12 stycznia, pod nieobecność 6 członków komisji, w tym jej szefa Józefa Gruszki (PSL), na wniosek Romana Giertycha (LPR) przewodniczącego wówczas obradom, posłowie zdecydowali, że wystąpią do IPN o dokumenty dotyczące 32 osób, które już były lub niebawem będą przesłuchane przez komisję jako świadkowie. Chodzi m.in. o materiały dotyczące prezydenta Aleksandra Kwaśniewskiego, premiera Marka Belki, b. szefa gabinetu prezydenta Marka Ungiera.
We wtorek posłowie zdecydowali ponadto, że wezwą na przesłuchanie b. współudziałowca sieci Billa Sławomira Wiatra, b. wiceprezesa PKN Orlen ds. ekonomiczno-finansowych Krzysztofa Cetnara oraz prezesa i dyrektora generalnego polskiego przedstawicielstwa Yukos Finance B.V. Janusza Szuma.
Komisja postanowiła również, na wniosek Romana Giertycha (LPR), że zwróci się do Agory o dokumenty dotyczące reklamodawców - ponad 100 przedsiębiorstw. Są to m.in. Kulczyk Holding, Larchmont Capital, J&S, PKN Orlen oraz firmy - jak to określił poseł - zależne od tych czterech. Giertych chce dokumentów dotyczących reklam za lata 2002-2004.
Posłowie zwrócą się także do prokuratura generalnego o zabezpieczenie dokumentacji dotyczącej wydatków na reklamy w tych samym firmach.
Komisja postanowiła też, że wystąpi o billingi rozmów z telefonów komórkowych płk. Piotra Lenarta i byłego szefa Rady Nadzorczej PKN Orlen Andrzeja Hermana, z początku lutego 2002 roku. 8 lutego 2002 r. w trakcie posiedzenia Rady Nadzorczej, na której odwołano prezesa Andrzeja Modrzejewskiego, Lenart miał kilka razy dzwonić do Hermana.
Giertych wycofał natomiast swój wniosek, by wystąpić do PKN Orlen i zaproponować, żeby spółka wytoczyła proces cywilny b. prezesowi Zbigniewowi Wróblowi. Uznał, że jest on przedwczesny.

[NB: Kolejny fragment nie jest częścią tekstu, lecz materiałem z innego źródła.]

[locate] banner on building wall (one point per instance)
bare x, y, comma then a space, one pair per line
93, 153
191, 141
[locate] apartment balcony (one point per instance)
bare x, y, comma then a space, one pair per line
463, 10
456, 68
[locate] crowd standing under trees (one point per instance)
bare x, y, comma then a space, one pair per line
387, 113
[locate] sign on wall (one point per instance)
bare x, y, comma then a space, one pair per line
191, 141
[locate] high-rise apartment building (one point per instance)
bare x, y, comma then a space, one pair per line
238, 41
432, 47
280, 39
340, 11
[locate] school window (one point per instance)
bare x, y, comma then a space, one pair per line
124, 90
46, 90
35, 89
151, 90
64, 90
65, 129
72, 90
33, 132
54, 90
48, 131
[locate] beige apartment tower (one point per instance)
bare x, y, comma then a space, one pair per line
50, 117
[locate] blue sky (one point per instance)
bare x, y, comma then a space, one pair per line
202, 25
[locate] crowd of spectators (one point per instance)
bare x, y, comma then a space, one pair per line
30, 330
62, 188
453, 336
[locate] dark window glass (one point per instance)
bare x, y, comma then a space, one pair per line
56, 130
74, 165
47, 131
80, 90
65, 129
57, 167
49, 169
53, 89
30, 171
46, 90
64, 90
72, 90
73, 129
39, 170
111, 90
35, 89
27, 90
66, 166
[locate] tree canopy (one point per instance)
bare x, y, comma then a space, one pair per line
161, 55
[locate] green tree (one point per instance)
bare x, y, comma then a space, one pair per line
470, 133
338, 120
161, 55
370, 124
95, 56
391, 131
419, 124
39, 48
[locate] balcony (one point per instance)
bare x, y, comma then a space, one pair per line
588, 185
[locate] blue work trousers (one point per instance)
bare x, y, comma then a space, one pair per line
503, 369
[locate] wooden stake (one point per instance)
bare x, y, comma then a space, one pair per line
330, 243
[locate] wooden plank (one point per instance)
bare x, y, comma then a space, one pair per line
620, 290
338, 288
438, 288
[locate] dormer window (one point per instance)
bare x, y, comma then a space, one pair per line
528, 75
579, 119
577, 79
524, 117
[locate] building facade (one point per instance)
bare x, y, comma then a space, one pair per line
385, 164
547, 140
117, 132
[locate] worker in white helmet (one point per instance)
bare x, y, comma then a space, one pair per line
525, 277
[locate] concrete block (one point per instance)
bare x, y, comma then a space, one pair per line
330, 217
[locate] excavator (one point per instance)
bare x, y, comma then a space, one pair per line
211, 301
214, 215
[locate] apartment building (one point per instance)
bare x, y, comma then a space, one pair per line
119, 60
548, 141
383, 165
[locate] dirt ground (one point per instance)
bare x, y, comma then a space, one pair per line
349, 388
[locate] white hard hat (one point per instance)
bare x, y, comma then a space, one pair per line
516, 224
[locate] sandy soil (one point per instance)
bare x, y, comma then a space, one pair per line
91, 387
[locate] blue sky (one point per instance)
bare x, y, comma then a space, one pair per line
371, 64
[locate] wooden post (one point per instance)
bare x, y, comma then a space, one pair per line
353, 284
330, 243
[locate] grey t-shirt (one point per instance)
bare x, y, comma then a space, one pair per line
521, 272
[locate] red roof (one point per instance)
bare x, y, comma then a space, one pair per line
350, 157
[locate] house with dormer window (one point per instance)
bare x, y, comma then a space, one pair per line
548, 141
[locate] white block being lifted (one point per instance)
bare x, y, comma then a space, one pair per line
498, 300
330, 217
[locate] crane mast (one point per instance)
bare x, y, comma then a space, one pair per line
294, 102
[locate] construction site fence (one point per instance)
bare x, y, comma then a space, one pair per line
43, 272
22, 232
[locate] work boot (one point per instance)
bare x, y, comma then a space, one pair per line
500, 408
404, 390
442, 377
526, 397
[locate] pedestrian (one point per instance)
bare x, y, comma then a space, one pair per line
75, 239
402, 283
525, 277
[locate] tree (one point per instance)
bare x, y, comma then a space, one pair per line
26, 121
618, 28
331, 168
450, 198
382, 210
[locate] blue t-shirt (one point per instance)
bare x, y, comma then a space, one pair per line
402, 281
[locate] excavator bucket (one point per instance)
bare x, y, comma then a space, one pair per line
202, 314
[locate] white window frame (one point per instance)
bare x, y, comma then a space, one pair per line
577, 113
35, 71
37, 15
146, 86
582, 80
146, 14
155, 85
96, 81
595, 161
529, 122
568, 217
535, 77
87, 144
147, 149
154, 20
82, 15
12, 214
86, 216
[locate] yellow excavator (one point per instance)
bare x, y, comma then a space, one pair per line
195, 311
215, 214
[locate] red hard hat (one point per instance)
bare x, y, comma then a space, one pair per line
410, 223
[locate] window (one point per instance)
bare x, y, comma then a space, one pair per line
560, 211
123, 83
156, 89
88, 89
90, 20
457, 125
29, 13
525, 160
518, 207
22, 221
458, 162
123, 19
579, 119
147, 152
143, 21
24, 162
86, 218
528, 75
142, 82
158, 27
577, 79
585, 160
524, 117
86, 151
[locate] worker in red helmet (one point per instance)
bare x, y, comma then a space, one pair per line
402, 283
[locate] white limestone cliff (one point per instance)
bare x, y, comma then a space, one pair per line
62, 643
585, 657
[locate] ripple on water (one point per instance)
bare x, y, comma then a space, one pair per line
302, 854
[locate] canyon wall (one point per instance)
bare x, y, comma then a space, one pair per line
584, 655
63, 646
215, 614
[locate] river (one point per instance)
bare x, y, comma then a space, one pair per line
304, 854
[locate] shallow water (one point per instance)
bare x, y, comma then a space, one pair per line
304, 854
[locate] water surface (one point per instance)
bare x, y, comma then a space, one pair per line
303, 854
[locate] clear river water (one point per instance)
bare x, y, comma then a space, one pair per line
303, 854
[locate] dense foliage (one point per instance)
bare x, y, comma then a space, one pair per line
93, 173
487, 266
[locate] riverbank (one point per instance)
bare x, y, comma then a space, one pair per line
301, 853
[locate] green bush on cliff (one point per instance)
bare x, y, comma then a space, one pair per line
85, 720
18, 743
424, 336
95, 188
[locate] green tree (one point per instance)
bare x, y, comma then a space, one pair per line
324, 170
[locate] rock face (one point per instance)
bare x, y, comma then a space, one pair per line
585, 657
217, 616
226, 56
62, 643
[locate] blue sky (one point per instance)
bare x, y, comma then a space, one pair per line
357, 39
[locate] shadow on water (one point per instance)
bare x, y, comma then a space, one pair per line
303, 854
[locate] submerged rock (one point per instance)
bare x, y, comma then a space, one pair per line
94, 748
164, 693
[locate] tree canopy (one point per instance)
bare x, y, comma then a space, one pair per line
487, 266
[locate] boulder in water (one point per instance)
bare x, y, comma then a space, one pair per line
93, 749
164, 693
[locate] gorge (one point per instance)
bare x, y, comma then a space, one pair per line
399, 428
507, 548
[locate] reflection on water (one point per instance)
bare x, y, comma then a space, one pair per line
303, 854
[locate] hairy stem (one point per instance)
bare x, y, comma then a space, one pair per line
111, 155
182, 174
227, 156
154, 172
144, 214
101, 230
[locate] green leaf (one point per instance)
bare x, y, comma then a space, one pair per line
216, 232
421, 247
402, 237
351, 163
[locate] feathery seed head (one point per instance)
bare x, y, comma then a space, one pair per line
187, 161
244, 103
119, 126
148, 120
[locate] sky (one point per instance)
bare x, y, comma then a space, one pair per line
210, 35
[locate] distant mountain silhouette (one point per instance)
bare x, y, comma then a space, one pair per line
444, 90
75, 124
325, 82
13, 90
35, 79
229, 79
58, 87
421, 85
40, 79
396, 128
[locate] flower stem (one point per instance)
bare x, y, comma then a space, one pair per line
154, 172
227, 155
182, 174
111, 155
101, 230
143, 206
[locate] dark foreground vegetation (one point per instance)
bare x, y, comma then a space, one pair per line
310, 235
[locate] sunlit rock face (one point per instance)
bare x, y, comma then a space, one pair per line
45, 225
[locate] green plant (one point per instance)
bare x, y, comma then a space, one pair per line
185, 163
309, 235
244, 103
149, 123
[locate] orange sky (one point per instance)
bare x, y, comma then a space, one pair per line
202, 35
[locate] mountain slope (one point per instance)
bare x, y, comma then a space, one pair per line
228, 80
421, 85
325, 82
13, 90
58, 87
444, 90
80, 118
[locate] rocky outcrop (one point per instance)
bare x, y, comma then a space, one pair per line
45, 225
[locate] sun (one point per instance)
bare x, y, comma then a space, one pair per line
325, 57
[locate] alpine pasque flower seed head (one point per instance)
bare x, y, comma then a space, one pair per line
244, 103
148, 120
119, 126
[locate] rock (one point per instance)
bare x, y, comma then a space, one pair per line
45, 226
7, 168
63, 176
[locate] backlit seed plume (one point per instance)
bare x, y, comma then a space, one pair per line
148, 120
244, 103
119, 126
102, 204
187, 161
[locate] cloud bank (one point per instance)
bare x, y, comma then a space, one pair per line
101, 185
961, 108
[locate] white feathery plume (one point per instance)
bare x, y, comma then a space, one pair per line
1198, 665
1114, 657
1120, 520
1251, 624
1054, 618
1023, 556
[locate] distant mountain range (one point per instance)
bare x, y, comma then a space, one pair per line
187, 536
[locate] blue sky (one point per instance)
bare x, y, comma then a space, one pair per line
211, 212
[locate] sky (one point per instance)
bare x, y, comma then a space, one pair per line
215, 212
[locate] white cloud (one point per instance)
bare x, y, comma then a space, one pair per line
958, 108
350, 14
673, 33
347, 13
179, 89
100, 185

Poseł LPR uważa, że koncern powinien wytoczyć proces, ponieważ Wróbel ponosi cywilną odpowiedzialność za umowę z Petrovalem, która nie zagwarantowała PKN ciągłości dostaw ropy. Zdaniem Giertycha, odprawa jaką b. prezes wziął odchodząc ze spółki, (według mediów może chodzić o ponad 6 mln zł), powinna być mu odebrana.